Subtracting the LAG-retrieved prior amount from the current row's amount produces a per-row delta: positive means the customer spent more than last time, negative means they spent less, and the result lives on the same row as the current order. The window function does the lookup; the subtraction does the comparison.

Clause by clause

  • SELECT id, customer_id, total_amount, total_amount - LAG(total_amount) OVER (PARTITION BY customer_id ORDER BY ordered_at) AS amount_change returns each order's identifying columns and the order-over-order delta. The LAG runs first, fetching the customer's previous order amount; the subtraction then computes the difference.
  • FROM orders reads every order.
  • ORDER BY customer_id, ordered_at sorts the result so the deltas read in chronological order within each customer.

The trap

The first order in any customer's history produces a NULL delta, because LAG returns NULL there and any arithmetic with a NULL operand is also NULL. The NULL is correct; there is no prior order to compare against, so the delta genuinely does not exist.
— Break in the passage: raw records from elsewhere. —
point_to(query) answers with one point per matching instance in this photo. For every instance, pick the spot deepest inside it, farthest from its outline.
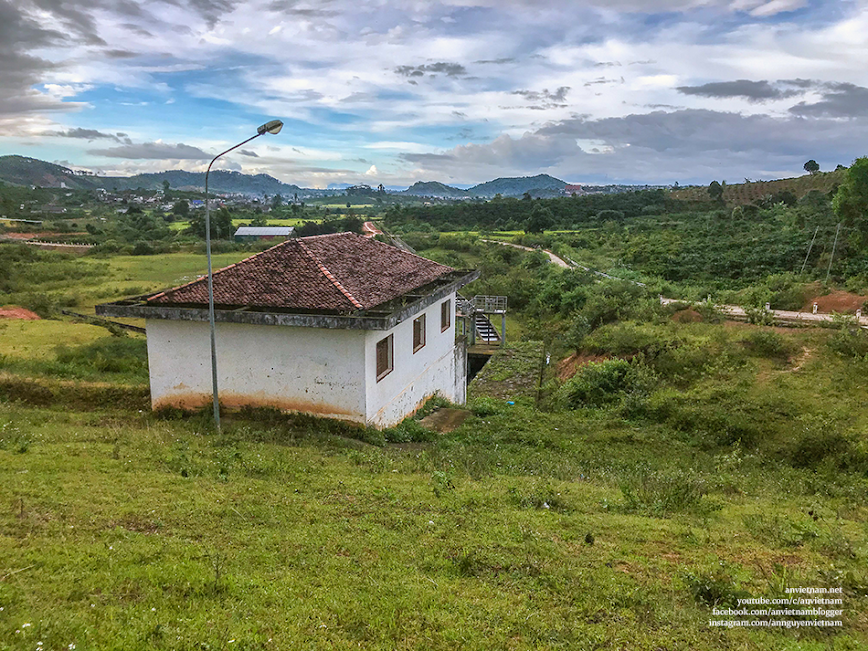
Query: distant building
(338, 325)
(253, 233)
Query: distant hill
(747, 193)
(20, 170)
(541, 184)
(434, 189)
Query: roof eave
(381, 317)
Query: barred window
(385, 361)
(418, 333)
(445, 315)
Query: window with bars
(385, 357)
(418, 333)
(445, 315)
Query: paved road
(555, 259)
(732, 311)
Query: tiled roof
(343, 272)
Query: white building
(335, 325)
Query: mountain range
(20, 170)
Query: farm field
(291, 221)
(748, 192)
(734, 467)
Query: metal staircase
(477, 310)
(485, 332)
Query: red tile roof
(343, 272)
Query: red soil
(15, 312)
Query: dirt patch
(687, 316)
(15, 312)
(445, 420)
(838, 301)
(568, 367)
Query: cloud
(753, 91)
(154, 150)
(689, 145)
(432, 69)
(839, 101)
(87, 134)
(557, 97)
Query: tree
(851, 200)
(715, 191)
(221, 224)
(540, 219)
(181, 208)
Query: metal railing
(489, 304)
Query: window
(418, 333)
(384, 357)
(445, 315)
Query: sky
(457, 91)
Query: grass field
(291, 221)
(736, 467)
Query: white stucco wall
(327, 372)
(315, 370)
(415, 376)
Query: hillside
(434, 189)
(517, 186)
(20, 170)
(747, 193)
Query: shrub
(715, 587)
(662, 494)
(143, 248)
(768, 343)
(849, 340)
(601, 383)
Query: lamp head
(274, 126)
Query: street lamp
(274, 126)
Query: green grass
(289, 221)
(617, 524)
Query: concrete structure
(253, 233)
(337, 325)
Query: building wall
(326, 372)
(415, 377)
(315, 370)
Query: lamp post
(274, 126)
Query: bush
(601, 383)
(849, 340)
(143, 248)
(662, 494)
(716, 587)
(768, 343)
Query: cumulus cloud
(658, 147)
(91, 134)
(839, 101)
(154, 150)
(433, 69)
(753, 91)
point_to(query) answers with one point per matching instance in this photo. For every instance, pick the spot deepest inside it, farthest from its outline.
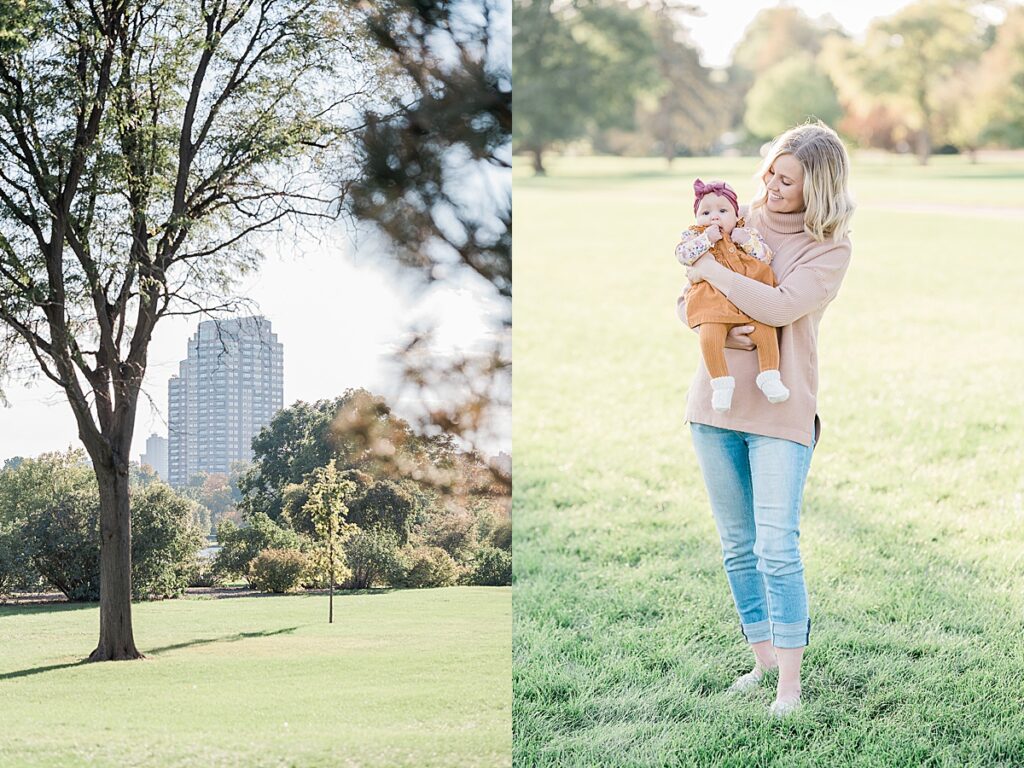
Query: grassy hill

A reader expecting 0 on those rows would misread "no prior order" as "no change since prior order." If the report needs a numeric 0 on those rows specifically because the consumer cannot handle NULL, LAG accepts a third argument that supplies a default for the no-prior-row case, and the subtraction then sees total_amount - 0 and returns the customer's first-order amount untouched.

You practiced current - LAG(...) for inline period-over-period difference — LAG makes the prior value available on the same row, so the subtraction needs no self-join.